Organizations can reap greater rewards from the multiple ways AI and IoT technology can be used to improve supply chain processes, customer experiences and cybersecurity.

When people think of AI, it's easy to jump to the many possible uses seen in movies -- such as accessing secret areas with biometric data or robots completing human jobs -- but applying AI realistically requires architects and administrators to understand just how flexible AI is in a business setting.

Tech leaders have rapidly increased the number of AI and IoT projects in many areas of their businesses, including customer experience, data analysis and security. When organizations apply AI into these different aspects, they can more effectively process the IoT data they create and further improve their operations and products.

AI to improve the customer journey

Popular movies have made customer experience AI one of the better-known examples of AI. Ads may not be as flashy as the personally tailored ones using customer biometrics as seen in The Minority Report, but it's easy to see how organizations will get there from the online ads that use AI to give consumers offers specific to their interests. Businesses use AI that learns from data analytics on customer behavior throughout the IoT customer journey.

Within the retail industry, stores use facial recognition to speed up the payment process with biometric identity verification. AI tools process speech from smart assistants to help meet customers' needs. AI algorithms automate restocking supplies when IoT sensors indicate products are running low. When applied to data on customer behavior, AI makes sense of trends and creates algorithms to predict customer preferences and offer personalized recommendations. Organizations that apply AI to each of the different customer journey points will create a cohesive experience that adapts to consumers' wants and needs.

AI speeds up IoT data analysis

AI algorithms can reduce the demand that IoT data puts on cloud and edge computing.
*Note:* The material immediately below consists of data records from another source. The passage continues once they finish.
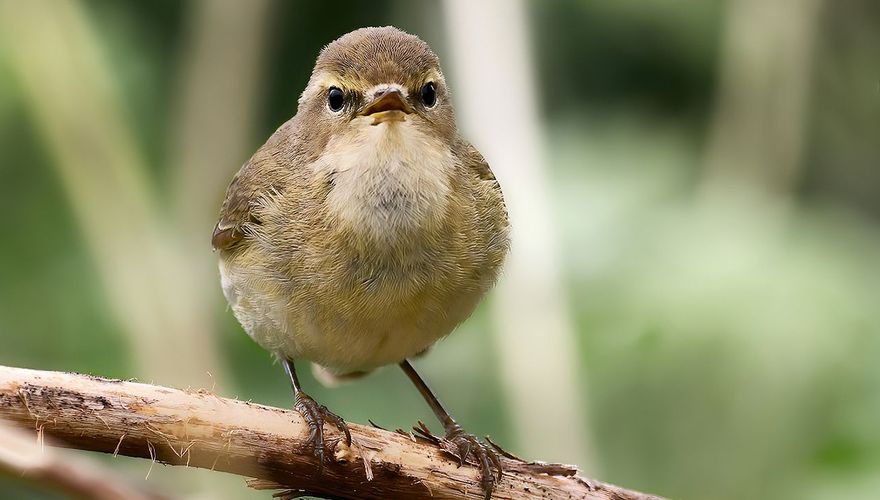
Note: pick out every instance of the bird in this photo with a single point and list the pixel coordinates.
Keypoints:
(366, 228)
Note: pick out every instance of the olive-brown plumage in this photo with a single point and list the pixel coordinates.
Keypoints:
(366, 228)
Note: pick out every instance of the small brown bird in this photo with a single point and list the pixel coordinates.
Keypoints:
(366, 228)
AI processing data in the cloud and at the edge makes real-time data analytics possible with lower latency and increased bandwidth and security. For example, organizations can apply AI and IoT projects at the edge for tasks such as preventative maintenance. IoT sensors record changing conditions and AI identifies patterns from the data, which can predict when machines will fail. Technicians can then fix the machines before a failure will cause major downtime.

Common AI uses in businesses

AI algorithms can also identify places where processes could be better optimized, which might remain unseen to the human eye without the analysis of massive amounts of data. Applications that use AI can continuously learn from monitoring their own performance and self-optimize based on the data created.
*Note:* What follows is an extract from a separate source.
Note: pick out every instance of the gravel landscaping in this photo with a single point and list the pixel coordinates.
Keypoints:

At the edge, AI will process data from IoT sensors in real time, which is vital for applications such as virtual or augmented reality and self-driving vehicles. AI triggers the appropriate responses in complex event processing that depends on the context of events, such as the time of day or weather.

AI used for IoT security

The proliferation of IoT devices that organizations use complicates cybersecurity. IT pros must monitor the network traffic for unusual activity around communications, connections and policies. Organizations must proactively detect new threats, not just react to known ones. AI models can do so and step up any organization's security game. Even though traditional signature-based security platforms could detect threats, AI algorithms can process the massive amounts of IoT data and speed up the identification of anomalies from normal baseline behavior models. Through automation, AI can flag threats, investigate them further and prioritize risks. For example, AI algorithms should be able to detect if a request to configure an IoT device originated from an unusual account or at an unusual time and identify it as anomalous based on the typical patterns that the models identified from configuration data.
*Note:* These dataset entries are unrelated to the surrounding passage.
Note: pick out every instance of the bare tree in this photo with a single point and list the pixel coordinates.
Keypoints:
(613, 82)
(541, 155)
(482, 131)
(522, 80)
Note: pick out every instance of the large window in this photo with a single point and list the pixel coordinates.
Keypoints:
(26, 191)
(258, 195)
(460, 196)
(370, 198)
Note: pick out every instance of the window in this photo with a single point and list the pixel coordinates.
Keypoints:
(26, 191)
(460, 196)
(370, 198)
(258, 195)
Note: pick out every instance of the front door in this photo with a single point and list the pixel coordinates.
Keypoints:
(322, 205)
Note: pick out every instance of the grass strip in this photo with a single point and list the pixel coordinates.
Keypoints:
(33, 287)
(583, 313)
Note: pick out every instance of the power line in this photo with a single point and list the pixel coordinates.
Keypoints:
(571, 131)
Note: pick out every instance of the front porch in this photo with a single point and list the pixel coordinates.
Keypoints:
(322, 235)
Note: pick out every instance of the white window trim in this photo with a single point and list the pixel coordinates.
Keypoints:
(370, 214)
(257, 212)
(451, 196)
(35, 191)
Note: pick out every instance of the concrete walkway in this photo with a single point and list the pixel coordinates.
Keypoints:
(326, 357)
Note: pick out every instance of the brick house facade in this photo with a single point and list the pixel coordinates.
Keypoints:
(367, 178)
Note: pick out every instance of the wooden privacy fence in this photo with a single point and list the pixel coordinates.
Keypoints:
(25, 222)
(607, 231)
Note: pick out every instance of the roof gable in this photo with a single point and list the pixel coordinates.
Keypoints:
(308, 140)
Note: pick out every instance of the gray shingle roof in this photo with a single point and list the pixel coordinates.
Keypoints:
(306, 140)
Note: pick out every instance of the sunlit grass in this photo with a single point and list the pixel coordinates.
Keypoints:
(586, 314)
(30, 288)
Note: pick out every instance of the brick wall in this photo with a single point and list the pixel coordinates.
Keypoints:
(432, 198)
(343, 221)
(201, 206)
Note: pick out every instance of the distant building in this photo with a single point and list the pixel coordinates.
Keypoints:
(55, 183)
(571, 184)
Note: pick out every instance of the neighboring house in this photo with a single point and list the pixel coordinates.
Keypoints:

Security-based AI and IoT projects assist IT admins in detecting threats, such as identifying malware before malicious files are opened. Admins still have the ultimate say in how to handle threats or mark risks as a non-threat. Security experts can assign rules in AI algorithms to adapt to new insights. AI can remove repetitive security work, such as triaging low-risk alerts, leaving experts to focus on more vital decisions or threats. Security threats continue to evolve, and even hackers use AI to target organizations' networks and learn its weak points. With IoT deployments, organizations must also use AI to evolve.